Google + RIM: The Perfect Shotgun Wedding

Now that the sleeping giant has awakened and graced the world with Windows Phone 7, many are looking around the room at who the odd man out is.  Most people will agree that the incumbent, Apple, is not too concerned about this sudden 4th player coming to the table.  I think soon the stats will show that not too many defections occurred with the release of Windows Phone.

However, the ones that seem to be knashing their teeth the most are the Android crowd.  In fact, shortly before WP7’s launch, Google was bold enough to come out and say the world doesn’t need another OS….clearly worried about fragmentation.

What then of RIM?  The Blackberry is flailing to find a voice in the consumer smartphone fervor.  Certainly, it provided a good corporate alternative to Windows Mobile when it came to email.  But how many people do you know are saying “hey, I want to go out and buy a Blackberry!”…?  The Torch was a miserable failure from a consumer standpoint.  No doubt, corporate users will replace dying BBs with Torches, but one has to wonder how many of those users carry an iPhone or Android.

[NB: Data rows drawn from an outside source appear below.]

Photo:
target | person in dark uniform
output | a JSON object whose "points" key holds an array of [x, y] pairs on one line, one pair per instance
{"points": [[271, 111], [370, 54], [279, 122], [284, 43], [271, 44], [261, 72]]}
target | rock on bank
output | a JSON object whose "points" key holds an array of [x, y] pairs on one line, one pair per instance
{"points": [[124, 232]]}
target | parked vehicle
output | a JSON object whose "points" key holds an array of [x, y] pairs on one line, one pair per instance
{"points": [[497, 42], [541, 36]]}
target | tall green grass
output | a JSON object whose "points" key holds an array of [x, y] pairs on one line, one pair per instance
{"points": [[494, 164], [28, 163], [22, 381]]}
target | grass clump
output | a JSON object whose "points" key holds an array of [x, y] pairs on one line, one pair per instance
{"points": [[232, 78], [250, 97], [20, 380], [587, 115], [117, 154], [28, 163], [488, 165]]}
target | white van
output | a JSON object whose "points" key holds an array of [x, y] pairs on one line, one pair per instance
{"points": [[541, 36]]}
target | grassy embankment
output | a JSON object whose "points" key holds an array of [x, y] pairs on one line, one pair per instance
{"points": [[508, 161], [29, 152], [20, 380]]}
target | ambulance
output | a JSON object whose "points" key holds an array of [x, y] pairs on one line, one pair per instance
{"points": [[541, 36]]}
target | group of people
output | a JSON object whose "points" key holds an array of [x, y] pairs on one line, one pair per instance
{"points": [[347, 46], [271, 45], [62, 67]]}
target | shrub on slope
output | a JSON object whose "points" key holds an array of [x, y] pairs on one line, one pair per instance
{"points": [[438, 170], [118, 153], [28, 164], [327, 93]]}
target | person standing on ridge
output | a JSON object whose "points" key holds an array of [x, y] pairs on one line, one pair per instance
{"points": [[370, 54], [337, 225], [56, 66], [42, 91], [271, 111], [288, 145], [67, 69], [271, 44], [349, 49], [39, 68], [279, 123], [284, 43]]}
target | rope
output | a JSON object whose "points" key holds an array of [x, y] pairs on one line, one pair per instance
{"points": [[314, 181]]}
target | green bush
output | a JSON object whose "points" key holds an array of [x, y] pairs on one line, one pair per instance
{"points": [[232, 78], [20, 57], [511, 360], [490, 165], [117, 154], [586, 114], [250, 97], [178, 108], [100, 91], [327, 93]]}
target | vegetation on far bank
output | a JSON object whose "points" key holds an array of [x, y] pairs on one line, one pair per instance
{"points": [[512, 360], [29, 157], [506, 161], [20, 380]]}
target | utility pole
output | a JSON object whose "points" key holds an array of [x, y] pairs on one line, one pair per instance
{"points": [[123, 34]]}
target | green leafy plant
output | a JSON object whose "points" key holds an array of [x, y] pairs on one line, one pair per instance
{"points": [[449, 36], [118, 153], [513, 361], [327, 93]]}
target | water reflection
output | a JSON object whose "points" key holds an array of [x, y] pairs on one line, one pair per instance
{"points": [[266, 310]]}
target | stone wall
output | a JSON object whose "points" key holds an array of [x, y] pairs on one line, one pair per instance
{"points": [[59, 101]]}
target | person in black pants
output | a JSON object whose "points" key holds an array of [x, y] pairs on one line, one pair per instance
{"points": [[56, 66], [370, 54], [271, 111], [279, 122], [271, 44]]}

Then we have what is perhaps the most damning announcement, Dell is kicking RIM out of the house.  Even in good economic times, CIOs had a hard time stomaching a secondary server that was needed to work with the corporate Exchange infrastructure.  Now Dell is boldly announcing what more companies are thinking…why do we need a Blackberry Enterprise Server when now we have a phone that works directly with Exchange and is something people would actually want to carry?

Certainly not the position RIM wants to be in, and with the recent privacy fervor with India, Saudi Arabia, et al…how comfortable do you feel emailing someone with a Blackberry?  It could all come together for a perfect storm of bloodletting (or juicing as it were) for the Blackberry.

So who might be the white knight in all of this?  Well Google of course.  They are dying to get inside enterprises, and their Google Apps suite certainly hasn’t been doing the job.  Google and Blackberry hitching up would suddenly get Google’s name on a server in practically every major company in the world.  From there they could launch an attack on the enterprise from the inside. 

First task would be to separate BES from Exchange and make it a force unto itself with a Google messaging platform.  It would essentially be an Exchange and Office Communication Server (now Microsoft Lync) wrapped up into one.  Consumers already rave about Google Voice….GV for the Enterprise?  Even better.

Then of course Google could put the aging Blackberry OS to rest and migrate everything to Android, while keeping the more coherent app store Blackberry has fostered.  No need to stay in the hardware business either.  There is something to be said about letting OEMs make the hardware, just go the Microsoft route and establish a chassis standard.

RIM escapes their current debacle altogether and Google removes a player from the market while firmly wedging themselves between Microsoft and Apple….while staying relevant.